Study: Green steel in Germany can compete under the right conditions

by David Fleschen

Germany's steel industry can remain internationally competitive while transitioning to climate-friendly production, provided supportive industrial policy measures are implemented, according to a new study by economists from the University of Mannheim funded by the Hans Böckler Foundation.

The study argues that a resilient German and European economy requires a strong domestic steel industry and warns against excessive dependence on imports. The researchers estimate that Germany could lose up to €50 billion in annual value added in the event of a major disruption to global steel supplies.

Energy prices key to competitiveness

The authors propose a package of measures aimed at making investments in low-carbon steelmaking economically viable. Central recommendations include a guaranteed electricity price of €60/MWh and a green hydrogen price of €140/MWh for energy-intensive industries until 2035. Additional price reductions are suggested for companies covered by collective bargaining agreements.

The study also calls for investment subsidies or low-interest loans covering up to 50% of capital expenditures for steelmakers investing in climate-neutral production facilities and committing to maintain sites and employment. Public equity participation in strategically important companies is proposed as a further option to reduce financing costs.

Using a levelised cost of steel (LCOS) approach, the researchers calculate production costs for direct reduced iron (DRI)-based primary steelmaking at around €590 per tonne under these conditions.

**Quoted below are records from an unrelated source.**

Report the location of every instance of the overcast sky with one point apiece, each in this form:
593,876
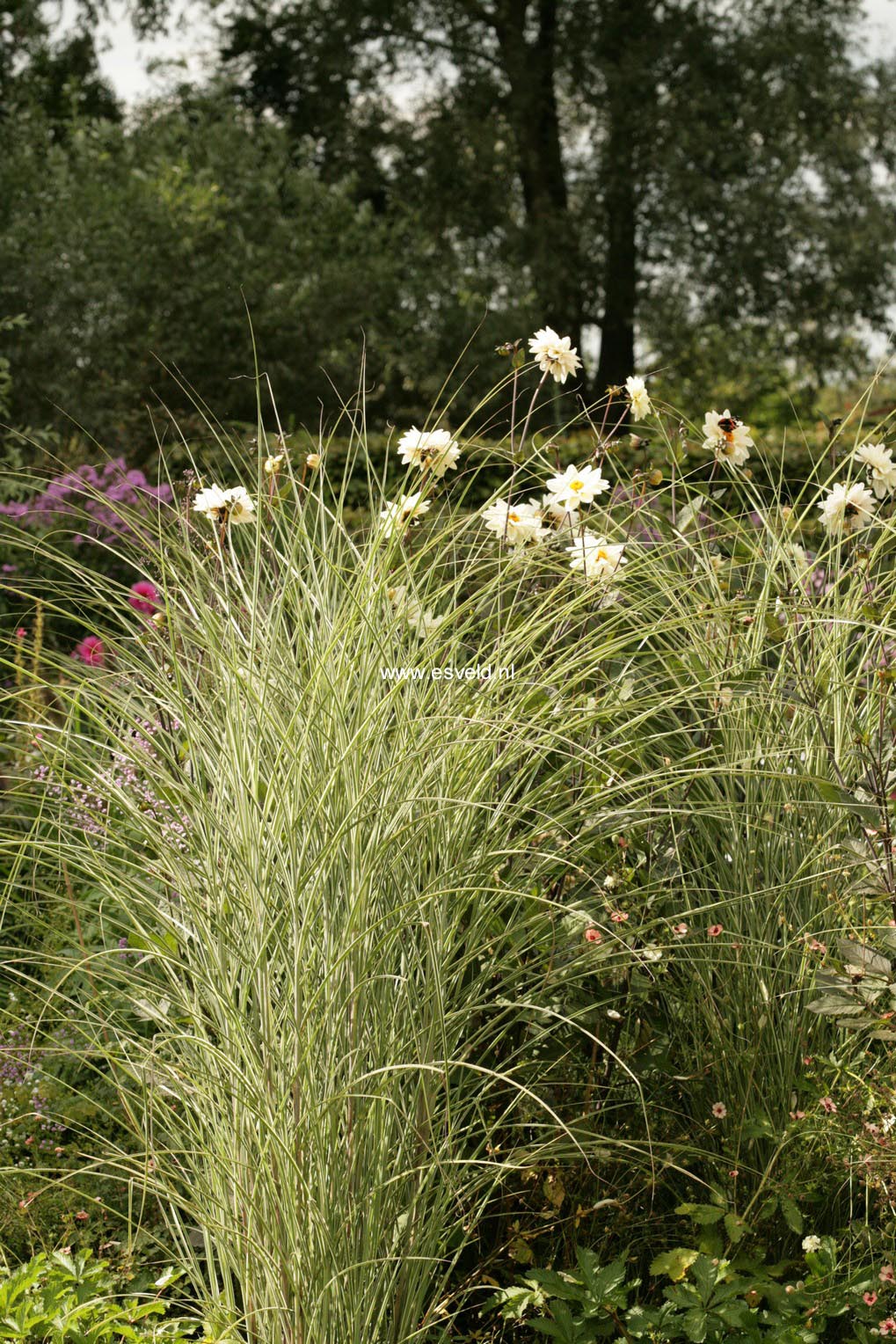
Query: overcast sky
127,62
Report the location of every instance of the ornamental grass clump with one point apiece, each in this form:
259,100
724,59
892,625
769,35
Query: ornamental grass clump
452,847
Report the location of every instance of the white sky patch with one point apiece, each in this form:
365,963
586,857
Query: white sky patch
190,46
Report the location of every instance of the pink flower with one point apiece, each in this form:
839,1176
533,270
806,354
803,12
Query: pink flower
91,651
144,597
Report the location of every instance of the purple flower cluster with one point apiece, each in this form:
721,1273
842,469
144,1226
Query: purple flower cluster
104,498
93,807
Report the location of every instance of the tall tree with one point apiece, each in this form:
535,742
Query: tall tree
59,74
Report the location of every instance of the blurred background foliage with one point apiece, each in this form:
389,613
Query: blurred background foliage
688,187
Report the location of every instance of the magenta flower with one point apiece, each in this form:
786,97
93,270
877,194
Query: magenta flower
91,651
144,597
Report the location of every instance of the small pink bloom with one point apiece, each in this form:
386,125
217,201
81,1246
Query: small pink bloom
144,597
91,651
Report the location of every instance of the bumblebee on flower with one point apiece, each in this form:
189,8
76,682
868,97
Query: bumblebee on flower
727,437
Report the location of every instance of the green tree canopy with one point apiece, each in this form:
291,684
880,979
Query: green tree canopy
644,163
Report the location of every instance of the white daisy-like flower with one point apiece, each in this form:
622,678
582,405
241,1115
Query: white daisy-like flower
555,354
210,501
727,437
233,506
577,486
241,507
433,449
401,514
418,617
639,401
881,466
514,523
847,508
595,557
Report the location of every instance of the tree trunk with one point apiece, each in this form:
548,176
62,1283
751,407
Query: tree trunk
532,108
618,173
616,327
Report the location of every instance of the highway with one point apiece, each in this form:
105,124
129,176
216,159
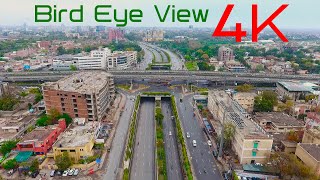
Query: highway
164,75
143,158
119,141
146,59
171,147
202,158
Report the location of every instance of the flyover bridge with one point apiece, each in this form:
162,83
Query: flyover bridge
164,75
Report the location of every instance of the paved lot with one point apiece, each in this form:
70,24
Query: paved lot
143,158
204,164
172,156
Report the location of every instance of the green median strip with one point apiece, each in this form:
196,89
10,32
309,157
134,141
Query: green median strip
184,159
161,153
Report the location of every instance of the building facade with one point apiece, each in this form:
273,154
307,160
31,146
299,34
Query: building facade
84,95
41,139
225,54
251,143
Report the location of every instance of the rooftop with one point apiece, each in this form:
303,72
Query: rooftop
312,149
278,119
77,135
39,134
83,82
238,116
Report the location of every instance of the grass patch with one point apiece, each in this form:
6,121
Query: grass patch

This compares with an average European flat steel price of approximately €640 per tonne over the past three years. Secondary steel production via electric arc furnaces (EAFs) is estimated at €464 per tonne, below a conservative reference price of €480 per tonne for long products.

Buy-European rules and tariffs proposed

The study suggests that Germany should target annual production of 40 million tonnes of low-carbon steel by 2050, split equally between DRI-based primary steel and scrap-based secondary steel. However, currently announced investments would provide only around 8 million tonnes of DRI capacity, while existing EAF capacity amounts to approximately 15 million tonnes.

To secure demand for green steel, the economists advocate mandatory Buy-European or local-content requirements in public procurement, combined with the EU's Carbon Border Adjustment Mechanism (CBAM). They also argue that protective tariffs could be justified during a transition period to offset competitive disadvantages resulting from lower environmental and labour standards in countries such as China, India and Turkey.